The latest measures are expected to remain in effect until Jan. 31.

Transport Minister Omar Alghabra said there are no direct flights to Canada from the concerned region, and individuals travelling with a layover will be required to be tested in the third country.

Global Affairs Canada will also issue an advisory to discourage non-essential travel to southern Africa.

The World Health Organization (WHO) wrote in a statement on Nov. 26 that “in recent weeks, infections have increased steeply in South Africa, coinciding with the detection of B.1.1.529 variant.”

B.1.1.529 has been deemed a variant of concern by the WHO and given the name Omicron.

Dr. Theresa Tam, Canada’s chief public health officer, said in the press conference the variant hasn’t yet been detected in Canada.

“Although the epidemiological significance of this variant is still being assessed, it is considered unusual in that as a very high number of mutations in two key areas of the viruses spike protein,” said Tam.

Since this could increase transmissibility as well as decrease the body’s defences, “we are concerned about this new variant and closely monitoring the evolving situation,” she said.

A number of other jurisdictions have also enacted restrictions on travellers from the region.

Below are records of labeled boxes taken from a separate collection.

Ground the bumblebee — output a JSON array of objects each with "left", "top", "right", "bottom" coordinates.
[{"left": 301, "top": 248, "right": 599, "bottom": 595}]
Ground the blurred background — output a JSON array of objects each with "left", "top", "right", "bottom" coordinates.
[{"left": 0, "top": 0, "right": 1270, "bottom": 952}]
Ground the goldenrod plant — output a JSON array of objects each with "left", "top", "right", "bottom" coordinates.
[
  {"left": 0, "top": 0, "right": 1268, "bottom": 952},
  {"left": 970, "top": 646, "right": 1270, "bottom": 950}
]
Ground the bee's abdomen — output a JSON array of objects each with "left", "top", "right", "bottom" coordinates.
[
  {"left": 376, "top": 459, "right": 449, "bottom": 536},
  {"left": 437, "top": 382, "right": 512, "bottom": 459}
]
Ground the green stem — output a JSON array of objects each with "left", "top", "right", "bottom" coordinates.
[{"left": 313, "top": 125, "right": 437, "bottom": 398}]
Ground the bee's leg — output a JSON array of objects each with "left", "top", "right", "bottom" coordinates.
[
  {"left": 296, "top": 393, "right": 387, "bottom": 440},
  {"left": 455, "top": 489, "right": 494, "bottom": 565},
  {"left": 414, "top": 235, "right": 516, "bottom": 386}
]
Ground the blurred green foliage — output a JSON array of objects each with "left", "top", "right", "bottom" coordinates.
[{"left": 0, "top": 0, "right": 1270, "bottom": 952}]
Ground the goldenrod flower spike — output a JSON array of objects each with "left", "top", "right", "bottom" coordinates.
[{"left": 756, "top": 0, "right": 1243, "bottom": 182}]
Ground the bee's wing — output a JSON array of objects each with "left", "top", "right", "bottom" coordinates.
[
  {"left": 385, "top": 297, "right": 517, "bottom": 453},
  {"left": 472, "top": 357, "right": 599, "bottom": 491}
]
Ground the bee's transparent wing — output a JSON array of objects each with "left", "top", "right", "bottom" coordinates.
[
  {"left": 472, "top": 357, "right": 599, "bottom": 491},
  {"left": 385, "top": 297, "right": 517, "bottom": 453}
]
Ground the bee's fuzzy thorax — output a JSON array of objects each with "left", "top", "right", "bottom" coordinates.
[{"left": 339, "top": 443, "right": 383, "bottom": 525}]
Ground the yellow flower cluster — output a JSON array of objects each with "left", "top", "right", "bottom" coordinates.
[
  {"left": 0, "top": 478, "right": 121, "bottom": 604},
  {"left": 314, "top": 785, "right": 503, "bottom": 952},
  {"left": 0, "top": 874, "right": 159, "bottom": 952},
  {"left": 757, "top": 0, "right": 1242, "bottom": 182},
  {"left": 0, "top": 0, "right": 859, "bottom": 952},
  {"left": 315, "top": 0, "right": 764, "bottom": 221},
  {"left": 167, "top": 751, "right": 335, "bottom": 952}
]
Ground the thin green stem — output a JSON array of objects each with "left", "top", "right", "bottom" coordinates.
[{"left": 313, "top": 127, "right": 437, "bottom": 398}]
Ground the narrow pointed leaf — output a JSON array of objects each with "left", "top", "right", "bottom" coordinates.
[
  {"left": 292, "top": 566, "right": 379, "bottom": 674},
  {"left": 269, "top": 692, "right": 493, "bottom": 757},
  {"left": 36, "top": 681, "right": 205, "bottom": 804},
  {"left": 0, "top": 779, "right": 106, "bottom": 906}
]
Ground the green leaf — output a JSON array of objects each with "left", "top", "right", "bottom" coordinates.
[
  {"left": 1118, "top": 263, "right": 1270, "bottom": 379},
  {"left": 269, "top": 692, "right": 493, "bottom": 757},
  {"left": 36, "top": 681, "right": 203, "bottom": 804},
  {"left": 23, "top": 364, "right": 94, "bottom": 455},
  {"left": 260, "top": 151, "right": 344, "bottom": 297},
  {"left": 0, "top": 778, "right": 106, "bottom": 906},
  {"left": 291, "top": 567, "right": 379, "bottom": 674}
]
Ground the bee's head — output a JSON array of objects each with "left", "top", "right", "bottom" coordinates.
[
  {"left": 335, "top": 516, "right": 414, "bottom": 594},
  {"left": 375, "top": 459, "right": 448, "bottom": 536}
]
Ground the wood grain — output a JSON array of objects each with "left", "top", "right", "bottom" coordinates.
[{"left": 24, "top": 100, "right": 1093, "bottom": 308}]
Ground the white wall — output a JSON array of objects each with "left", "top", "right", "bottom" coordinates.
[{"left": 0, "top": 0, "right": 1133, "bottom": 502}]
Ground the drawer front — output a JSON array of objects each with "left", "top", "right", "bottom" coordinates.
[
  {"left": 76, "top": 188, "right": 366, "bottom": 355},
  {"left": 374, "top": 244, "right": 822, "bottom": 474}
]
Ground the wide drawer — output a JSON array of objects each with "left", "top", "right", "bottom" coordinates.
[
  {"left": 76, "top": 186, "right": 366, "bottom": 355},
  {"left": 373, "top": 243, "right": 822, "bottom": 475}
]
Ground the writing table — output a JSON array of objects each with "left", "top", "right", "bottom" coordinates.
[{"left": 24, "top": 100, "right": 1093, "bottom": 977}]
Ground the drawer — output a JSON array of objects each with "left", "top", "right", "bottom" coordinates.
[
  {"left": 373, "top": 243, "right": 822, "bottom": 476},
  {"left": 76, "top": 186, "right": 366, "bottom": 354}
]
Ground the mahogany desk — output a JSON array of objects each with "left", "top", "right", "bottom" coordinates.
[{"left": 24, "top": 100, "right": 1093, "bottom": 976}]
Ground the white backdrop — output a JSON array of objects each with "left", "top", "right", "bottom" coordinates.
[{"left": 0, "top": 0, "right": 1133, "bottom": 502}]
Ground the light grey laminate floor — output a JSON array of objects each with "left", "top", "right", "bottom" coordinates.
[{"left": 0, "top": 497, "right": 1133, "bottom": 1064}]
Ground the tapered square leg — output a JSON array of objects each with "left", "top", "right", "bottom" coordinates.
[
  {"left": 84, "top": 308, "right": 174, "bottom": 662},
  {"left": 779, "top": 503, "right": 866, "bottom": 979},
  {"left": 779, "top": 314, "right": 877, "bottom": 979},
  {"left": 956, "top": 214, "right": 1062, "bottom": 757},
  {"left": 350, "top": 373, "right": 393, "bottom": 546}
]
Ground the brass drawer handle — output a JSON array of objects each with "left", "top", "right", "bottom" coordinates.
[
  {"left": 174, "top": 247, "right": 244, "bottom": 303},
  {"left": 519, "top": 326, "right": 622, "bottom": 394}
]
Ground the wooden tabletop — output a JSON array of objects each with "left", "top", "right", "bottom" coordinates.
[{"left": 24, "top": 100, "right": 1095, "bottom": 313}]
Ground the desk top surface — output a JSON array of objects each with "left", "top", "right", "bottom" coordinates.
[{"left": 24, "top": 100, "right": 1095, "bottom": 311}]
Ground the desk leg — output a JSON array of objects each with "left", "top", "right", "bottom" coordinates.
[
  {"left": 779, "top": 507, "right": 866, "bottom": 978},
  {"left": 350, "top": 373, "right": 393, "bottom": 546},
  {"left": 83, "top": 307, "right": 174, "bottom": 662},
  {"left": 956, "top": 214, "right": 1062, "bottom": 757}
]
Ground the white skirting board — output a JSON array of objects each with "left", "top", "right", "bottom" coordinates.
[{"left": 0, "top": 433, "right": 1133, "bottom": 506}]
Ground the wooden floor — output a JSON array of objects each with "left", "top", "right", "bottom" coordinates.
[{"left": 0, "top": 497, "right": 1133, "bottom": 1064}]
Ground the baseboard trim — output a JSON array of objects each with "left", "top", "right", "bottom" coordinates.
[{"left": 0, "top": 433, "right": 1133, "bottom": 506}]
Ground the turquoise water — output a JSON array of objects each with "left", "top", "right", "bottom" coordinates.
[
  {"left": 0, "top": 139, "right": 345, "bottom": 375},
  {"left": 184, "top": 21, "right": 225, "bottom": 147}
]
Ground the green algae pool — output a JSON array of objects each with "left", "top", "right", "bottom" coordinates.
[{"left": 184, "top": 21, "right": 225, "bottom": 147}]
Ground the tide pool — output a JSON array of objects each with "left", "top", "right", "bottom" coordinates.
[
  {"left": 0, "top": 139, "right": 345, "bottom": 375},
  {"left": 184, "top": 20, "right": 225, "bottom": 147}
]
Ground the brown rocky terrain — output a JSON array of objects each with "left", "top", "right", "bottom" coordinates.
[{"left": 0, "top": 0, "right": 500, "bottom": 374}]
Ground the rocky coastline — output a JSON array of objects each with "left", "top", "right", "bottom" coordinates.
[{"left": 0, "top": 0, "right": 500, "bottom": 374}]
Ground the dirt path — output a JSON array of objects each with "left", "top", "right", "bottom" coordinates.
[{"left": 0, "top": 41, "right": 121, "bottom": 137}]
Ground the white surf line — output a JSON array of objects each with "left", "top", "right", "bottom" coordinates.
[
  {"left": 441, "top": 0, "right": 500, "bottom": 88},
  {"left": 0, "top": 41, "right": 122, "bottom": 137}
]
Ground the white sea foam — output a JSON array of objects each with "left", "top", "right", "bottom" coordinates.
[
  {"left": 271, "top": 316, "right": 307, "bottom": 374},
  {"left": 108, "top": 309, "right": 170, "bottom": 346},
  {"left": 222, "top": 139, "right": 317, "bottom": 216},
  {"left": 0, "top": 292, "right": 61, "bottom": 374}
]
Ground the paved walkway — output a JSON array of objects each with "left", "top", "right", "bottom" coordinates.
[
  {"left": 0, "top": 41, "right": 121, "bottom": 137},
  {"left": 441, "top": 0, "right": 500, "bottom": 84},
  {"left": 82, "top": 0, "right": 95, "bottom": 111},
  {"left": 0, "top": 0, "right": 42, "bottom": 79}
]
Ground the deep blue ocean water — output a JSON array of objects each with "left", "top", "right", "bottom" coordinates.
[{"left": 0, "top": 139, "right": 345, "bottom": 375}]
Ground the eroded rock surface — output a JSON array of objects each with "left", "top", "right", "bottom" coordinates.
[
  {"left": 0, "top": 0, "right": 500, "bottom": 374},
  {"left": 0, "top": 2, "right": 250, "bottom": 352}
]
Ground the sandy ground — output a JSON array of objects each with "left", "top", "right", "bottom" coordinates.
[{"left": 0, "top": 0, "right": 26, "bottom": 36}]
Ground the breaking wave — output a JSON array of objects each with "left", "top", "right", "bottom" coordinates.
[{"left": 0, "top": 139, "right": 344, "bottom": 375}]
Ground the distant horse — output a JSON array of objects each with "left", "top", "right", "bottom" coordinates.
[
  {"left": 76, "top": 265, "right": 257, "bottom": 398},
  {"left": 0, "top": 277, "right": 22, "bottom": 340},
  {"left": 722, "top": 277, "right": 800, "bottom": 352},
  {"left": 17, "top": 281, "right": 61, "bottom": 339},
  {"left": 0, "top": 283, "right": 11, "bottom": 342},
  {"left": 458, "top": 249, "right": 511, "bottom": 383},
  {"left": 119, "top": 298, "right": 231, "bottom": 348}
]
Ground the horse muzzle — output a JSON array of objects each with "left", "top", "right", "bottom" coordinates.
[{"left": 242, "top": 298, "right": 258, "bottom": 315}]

Israel banned arrivals from most African countries on Nov. 26. “We are currently on the verge of a state of emergency,” said Prime Minister Naftali Bennett.

The United States will restrict travel from South Africa and seven other countries in the region starting Nov. 29.

Ursula von der Leyen, the president of the European Commission, said the Commission would propose “to activate the emergency brake to stop air travel from the southern African region due to the variant of concern B.1.1.529.”

The WHO cautioned against a “knee-jerk” reaction following a meeting of its experts in Geneva on Nov. 26.

“At this point, implementing travel measures is being cautioned against,” spokesperson Christian Lindmeier told a UN briefing in Geneva. “The WHO recommends that countries continue to apply a risk-based and scientific approach when implementing travel measures.”

Lindmeier said it will take several weeks to assess the new variant’s transmissibility and the effectiveness of vaccines and therapeutics against it.

The chairwoman of the South African Medical Association, Dr. Angelique Coetzee, criticized the travel restrictions imposed on her country, describing them as “hasty” and “a storm in a teacup,” reported PA Media.

“From us as medical practitioners, we picked up, last week, the different clinical pictures, we looked at the advisory committees and so far what we have seen is very mild cases. [I’m] not sure why we are all up in arms,” Coetzee said.

“We know there are a lot of mutations, but no-one can tell us at this stage if it means something or if it is just going to fade away. We just don’t know.”

Fears that the new variant could evade vaccines and lead to more restrictive measures sparked a panic in political circles as well in the economy, with markets crashing on Nov. 26.